Well, I've been looking for my grandfather's watch that I've worn since I was 6. Now, 25 years later I don;t have the watch any longer and very faint memory of the hands and the beautiful script of teh word Победа on the dial. Today I've finally found teh picture of that exact watch. It has very unusual ands and pretty unusual script, I have not seen anything like that in my 3-4 years of searching on eBay and elsewhere.

If anyone has any leads to this watch, please let me know. I would love to have it in my collection, pretty much in any condition.


----------



## chris l (Aug 5, 2005)

I've many Pobedas, and that is the nicest that I've seen; a beauty!

I'm sure you know that 'Pobeda' means 'Victory' and a Pobeda model was made by numerous Russian makers in the '50's and again in 1995.

I can't help much, except to say that yours appears to be from the 2nd Moscow Watch Factory, 1958, which, I believe, would make it a Slava?

150329368856 and 390033352807 have similar markings; I wonder if their sellers might be able to help?

Hope you find one.


----------



## mike.s (Feb 17, 2009)

Chris, thanks for the info. I'll try to contact the sellers, but so far ad no luck. We'll see.

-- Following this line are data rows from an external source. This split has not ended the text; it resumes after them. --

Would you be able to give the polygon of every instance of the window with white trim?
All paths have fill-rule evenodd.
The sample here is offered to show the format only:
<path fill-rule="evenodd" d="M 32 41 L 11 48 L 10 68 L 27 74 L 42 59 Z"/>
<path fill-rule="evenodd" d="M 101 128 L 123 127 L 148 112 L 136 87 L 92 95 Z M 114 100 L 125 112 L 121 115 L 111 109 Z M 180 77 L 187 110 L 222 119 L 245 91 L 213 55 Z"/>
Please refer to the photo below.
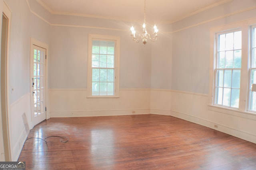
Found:
<path fill-rule="evenodd" d="M 89 34 L 87 96 L 118 97 L 120 38 Z"/>
<path fill-rule="evenodd" d="M 242 66 L 241 31 L 217 34 L 214 104 L 238 108 Z"/>
<path fill-rule="evenodd" d="M 252 27 L 249 110 L 256 111 L 256 25 Z"/>
<path fill-rule="evenodd" d="M 256 25 L 252 21 L 256 23 L 248 20 L 247 24 L 211 30 L 210 106 L 256 113 Z"/>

I was born and raised in Ukraine, so I know Pobeda's history a little, but am not sure when my grandfather bought this watch. It was definitely a Pobeda, not Slava. Slava was my second watch when this Pobeda gave up the ghost


----------



## Russ Cook (Feb 12, 2006)

Thats a beautiful Pobeda,Mike,with an uncommon dial.As Chris has already said 2nd M.W.F and a question of checking all the reputable sellers to see if one comes up.Good luck on your quest.

Regards,

Russ.


----------



## chris l (Aug 5, 2005)

mike.s said:


> Chris, thanks for the info. I'll try to contact the sellers, but so far ad no luck. We'll see.
> 
> I was born and raised in Ukraine, so I know Pobeda's history a little, but am not sure when my grandfather bought this watch. It was definitely a Pobeda, not Slava. Slava was my second watch when this Pobeda gave up the ghost


I believe that Pobeda is the model, and that, being made at the 2MWF, this Pobeda was made by Slava..

Zim made Pobedas, as did Vostok and the !MWF, (Poljot), so there are quite a few to choose from!


----------



## inskip75 (Jan 10, 2009)

That's one of the nicest russians I've seen.


----------



## foztex (Nov 6, 2005)

That is lovely,

Good luck on your quest Mike, the font for the numbers is cracking, the 4 in particular.

Andy


----------



## dn74 (Mar 23, 2009)

Mike.s I have the same watch in good condition, not in beautiful. If you are looking this watch please contact me.

Regards,

Dmitriy


----------